Grill the chops for 5 to 7 minutes per side, or until an instant-read thermometer inserted into the center of the thickest part of the chop registers 145°F (63°C) for medium-rare, or your desired level of doneness. (10-14 minutes)

07

Step

Remove the grilled lamb chops from the grill and let them rest for 5 minutes before serving. This allows the juices to redistribute, resulting in a more tender and flavorful chop. (5 minutes)

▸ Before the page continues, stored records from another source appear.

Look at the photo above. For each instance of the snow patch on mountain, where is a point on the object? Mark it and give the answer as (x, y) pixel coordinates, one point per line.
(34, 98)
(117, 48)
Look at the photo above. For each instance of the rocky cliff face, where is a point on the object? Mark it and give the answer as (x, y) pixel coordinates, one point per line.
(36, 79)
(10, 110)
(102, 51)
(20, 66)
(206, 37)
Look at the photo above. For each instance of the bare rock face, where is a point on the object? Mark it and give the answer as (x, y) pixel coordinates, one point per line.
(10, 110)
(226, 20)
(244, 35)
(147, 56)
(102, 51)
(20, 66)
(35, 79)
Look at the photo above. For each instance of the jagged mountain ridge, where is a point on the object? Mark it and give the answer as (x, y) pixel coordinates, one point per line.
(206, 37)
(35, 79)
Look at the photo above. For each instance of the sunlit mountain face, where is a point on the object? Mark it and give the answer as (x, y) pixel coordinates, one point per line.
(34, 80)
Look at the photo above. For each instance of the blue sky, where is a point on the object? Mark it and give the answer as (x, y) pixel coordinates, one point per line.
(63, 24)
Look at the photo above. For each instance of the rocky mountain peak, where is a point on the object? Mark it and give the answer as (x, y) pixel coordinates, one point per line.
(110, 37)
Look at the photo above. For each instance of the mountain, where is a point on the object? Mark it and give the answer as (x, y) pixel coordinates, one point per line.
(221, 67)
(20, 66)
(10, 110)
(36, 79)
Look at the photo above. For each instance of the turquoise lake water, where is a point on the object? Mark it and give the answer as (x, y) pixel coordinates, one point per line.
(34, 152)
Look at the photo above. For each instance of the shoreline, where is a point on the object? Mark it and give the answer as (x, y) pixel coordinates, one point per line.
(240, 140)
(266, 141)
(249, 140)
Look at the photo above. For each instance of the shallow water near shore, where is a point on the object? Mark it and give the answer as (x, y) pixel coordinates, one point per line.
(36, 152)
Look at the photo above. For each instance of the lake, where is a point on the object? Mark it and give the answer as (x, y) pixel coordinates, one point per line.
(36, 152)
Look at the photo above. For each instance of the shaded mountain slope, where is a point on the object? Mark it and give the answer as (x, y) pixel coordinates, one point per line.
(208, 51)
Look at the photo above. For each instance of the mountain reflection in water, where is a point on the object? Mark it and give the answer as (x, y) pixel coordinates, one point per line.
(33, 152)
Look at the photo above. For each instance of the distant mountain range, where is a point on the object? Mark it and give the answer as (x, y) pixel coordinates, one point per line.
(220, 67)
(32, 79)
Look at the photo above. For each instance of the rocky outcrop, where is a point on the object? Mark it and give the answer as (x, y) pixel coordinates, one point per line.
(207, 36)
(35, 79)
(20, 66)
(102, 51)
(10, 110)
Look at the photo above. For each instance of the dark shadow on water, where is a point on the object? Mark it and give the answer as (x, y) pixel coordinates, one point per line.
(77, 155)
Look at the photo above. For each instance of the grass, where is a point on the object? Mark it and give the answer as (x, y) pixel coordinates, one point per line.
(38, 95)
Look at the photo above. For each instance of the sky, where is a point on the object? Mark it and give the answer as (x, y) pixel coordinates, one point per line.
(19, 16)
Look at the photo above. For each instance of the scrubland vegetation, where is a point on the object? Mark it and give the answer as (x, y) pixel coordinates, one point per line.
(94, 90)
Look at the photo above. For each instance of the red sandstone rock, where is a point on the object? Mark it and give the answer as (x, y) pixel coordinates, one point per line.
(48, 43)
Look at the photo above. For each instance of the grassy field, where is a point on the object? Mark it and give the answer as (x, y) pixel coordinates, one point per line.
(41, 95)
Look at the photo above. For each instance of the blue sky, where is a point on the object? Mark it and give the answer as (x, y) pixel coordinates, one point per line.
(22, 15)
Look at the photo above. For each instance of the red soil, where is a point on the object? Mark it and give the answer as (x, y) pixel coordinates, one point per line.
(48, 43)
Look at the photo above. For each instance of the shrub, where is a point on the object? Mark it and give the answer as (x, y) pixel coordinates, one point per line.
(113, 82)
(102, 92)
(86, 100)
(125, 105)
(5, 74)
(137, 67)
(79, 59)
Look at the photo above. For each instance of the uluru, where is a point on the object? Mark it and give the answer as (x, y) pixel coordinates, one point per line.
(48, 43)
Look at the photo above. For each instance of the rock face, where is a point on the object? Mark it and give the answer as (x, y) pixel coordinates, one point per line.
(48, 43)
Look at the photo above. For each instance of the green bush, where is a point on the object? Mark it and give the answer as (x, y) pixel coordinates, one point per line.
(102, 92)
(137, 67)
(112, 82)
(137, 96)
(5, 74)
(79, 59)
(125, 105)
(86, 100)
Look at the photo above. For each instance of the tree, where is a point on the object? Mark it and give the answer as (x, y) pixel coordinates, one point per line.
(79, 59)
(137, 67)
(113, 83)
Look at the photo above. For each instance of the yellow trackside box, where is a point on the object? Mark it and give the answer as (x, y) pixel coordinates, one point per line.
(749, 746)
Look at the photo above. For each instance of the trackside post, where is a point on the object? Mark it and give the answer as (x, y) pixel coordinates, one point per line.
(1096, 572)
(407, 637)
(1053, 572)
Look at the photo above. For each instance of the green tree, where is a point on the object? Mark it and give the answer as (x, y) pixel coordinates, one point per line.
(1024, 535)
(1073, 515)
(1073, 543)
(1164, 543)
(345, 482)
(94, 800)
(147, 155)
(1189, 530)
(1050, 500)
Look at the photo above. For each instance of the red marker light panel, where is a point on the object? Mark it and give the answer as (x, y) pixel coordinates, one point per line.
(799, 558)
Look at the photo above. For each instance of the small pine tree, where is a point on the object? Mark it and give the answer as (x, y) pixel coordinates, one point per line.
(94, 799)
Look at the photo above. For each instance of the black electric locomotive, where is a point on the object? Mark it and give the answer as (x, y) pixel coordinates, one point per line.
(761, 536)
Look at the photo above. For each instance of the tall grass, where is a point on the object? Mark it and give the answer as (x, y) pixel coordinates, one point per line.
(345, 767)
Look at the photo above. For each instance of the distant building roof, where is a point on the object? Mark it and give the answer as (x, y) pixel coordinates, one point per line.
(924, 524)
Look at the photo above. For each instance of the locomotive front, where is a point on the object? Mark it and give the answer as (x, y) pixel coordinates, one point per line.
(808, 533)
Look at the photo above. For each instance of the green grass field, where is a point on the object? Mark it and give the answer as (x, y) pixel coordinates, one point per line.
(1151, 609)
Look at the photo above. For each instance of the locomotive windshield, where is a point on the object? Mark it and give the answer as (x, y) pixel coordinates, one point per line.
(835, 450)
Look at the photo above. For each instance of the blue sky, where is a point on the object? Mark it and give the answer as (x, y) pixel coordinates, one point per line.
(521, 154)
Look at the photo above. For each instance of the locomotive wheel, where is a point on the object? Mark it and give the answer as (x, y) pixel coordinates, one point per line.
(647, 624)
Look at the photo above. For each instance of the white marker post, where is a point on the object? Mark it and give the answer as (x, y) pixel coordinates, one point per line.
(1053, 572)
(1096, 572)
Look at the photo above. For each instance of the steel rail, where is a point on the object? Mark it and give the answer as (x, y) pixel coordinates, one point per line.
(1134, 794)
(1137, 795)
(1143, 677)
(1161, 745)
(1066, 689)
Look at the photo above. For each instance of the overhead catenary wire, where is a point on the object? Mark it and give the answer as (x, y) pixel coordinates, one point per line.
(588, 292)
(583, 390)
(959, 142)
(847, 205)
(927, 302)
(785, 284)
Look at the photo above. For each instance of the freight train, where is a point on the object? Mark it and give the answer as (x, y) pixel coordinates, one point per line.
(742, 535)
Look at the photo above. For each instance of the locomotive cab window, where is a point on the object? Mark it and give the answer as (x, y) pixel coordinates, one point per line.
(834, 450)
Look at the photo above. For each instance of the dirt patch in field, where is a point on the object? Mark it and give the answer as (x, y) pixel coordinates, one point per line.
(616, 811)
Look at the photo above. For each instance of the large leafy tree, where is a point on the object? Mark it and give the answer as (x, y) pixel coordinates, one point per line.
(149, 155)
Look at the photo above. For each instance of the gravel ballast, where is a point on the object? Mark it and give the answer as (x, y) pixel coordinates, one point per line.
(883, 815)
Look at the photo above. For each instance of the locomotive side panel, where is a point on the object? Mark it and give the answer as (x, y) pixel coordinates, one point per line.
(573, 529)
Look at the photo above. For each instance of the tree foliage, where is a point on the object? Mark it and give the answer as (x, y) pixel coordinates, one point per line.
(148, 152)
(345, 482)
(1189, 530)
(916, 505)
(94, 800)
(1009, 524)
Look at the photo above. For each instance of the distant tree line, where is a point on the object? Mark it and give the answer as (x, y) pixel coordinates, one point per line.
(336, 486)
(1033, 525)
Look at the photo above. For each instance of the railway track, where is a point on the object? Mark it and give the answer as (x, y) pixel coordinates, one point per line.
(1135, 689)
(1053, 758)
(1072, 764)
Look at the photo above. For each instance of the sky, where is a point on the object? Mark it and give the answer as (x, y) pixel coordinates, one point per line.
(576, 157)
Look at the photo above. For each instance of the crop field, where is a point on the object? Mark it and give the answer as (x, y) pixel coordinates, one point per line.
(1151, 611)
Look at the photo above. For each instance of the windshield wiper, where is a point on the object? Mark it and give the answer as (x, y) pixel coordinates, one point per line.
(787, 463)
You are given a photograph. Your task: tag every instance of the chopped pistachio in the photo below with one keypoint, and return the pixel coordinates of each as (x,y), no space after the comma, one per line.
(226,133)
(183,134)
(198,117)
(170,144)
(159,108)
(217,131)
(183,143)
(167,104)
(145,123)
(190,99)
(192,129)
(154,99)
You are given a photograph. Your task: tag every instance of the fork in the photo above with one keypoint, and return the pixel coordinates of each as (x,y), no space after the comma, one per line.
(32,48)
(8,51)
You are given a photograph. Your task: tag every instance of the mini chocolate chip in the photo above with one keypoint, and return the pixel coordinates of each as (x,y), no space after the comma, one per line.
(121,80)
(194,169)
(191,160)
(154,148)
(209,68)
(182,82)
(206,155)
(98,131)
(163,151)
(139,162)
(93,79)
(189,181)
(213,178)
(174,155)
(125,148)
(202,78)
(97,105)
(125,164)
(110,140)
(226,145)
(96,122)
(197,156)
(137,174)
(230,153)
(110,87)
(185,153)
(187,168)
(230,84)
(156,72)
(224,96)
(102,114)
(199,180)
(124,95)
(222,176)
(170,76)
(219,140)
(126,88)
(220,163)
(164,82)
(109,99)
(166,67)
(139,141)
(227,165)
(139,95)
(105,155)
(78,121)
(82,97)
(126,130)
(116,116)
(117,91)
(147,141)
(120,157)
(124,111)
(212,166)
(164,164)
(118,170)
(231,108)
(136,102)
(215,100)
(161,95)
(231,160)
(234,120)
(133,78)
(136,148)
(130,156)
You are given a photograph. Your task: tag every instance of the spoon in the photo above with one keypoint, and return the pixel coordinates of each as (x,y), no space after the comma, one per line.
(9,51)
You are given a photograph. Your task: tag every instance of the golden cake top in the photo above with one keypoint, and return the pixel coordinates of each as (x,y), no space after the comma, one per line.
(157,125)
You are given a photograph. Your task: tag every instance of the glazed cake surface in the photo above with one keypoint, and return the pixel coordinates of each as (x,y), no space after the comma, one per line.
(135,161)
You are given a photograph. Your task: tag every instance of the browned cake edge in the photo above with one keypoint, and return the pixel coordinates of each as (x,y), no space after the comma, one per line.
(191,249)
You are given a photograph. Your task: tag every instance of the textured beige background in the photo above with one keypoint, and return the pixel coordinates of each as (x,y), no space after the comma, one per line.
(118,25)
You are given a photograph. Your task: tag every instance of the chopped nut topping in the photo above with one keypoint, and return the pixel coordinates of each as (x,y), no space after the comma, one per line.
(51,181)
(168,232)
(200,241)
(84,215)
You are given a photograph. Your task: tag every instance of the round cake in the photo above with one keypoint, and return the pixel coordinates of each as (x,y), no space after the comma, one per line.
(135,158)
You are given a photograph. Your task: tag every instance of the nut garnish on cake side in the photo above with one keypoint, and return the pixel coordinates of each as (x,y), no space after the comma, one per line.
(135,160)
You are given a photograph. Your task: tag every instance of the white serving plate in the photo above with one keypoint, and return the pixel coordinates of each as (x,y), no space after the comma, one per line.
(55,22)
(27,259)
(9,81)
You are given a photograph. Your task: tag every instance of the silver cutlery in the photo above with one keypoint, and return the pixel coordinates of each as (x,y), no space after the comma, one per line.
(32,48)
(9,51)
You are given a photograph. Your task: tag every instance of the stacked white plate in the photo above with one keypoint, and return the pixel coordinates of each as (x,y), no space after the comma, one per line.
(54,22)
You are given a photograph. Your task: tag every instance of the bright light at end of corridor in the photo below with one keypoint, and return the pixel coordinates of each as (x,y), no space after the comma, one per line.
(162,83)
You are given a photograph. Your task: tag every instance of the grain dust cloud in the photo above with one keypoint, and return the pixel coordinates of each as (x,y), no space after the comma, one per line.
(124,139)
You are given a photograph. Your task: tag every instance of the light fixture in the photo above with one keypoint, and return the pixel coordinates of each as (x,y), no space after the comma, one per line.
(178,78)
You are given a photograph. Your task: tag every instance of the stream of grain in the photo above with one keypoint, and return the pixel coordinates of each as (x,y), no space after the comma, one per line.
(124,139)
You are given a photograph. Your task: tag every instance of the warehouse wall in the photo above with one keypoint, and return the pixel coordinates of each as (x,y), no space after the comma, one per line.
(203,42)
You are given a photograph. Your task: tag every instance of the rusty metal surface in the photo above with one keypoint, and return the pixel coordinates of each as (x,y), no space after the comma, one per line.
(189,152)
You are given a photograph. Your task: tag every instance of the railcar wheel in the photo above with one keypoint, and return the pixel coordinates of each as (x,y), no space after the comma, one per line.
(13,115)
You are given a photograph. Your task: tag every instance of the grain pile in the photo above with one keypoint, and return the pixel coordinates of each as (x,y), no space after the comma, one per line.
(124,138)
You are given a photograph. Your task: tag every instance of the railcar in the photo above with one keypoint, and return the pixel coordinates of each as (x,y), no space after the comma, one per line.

For optimal flavor, marinate the lamb chops overnight.
Ensure the grill is properly preheated to achieve beautiful sear marks.
A meat thermometer is highly recommended to ensure the lamb is cooked to your desired doneness.
Resting the lamb after grilling is crucial for a juicy and tender result.
Serve with a side of roasted vegetables or a fresh salad for a complete and satisfying meal.

Asia Streich

Written by

Our recipe authors are passionate food lovers who share thousands of diverse dishes from around the world. They bring daily cooking inspiration with delicious, easy-to-make recipes for every occasion.

RECIPE REVIEWS

Avarage Rating: 4.2/ 5 ( 5 Ratings)
Total Reviews: (9)
  • Jaquelin Olson

    I added a pinch of red pepper flakes to the marinade for a little extra kick.

  • Telly Rogahn

    This recipe is fantastic! The lamb was so tender and flavorful.

  • Carolina Mosciski

    Easy to follow recipe, and the results were amazing!

  • Graciela Dooley

    I used a cast iron grill pan indoors, and it worked perfectly.

  • Javonte Zemlak

    The aroma while grilling was incredible!

  • Augustine Walker

    I marinated the lamb overnight, and it was the best lamb I've ever had.

  • Ladarius Hamill

    The garlic and rosemary combination is perfect. I'll definitely be making this again.

  • Jovanny Spencer

    This recipe is a keeper!

  • Gabriella Purdy

    Make sure not to overcook the lamb, or it will be tough.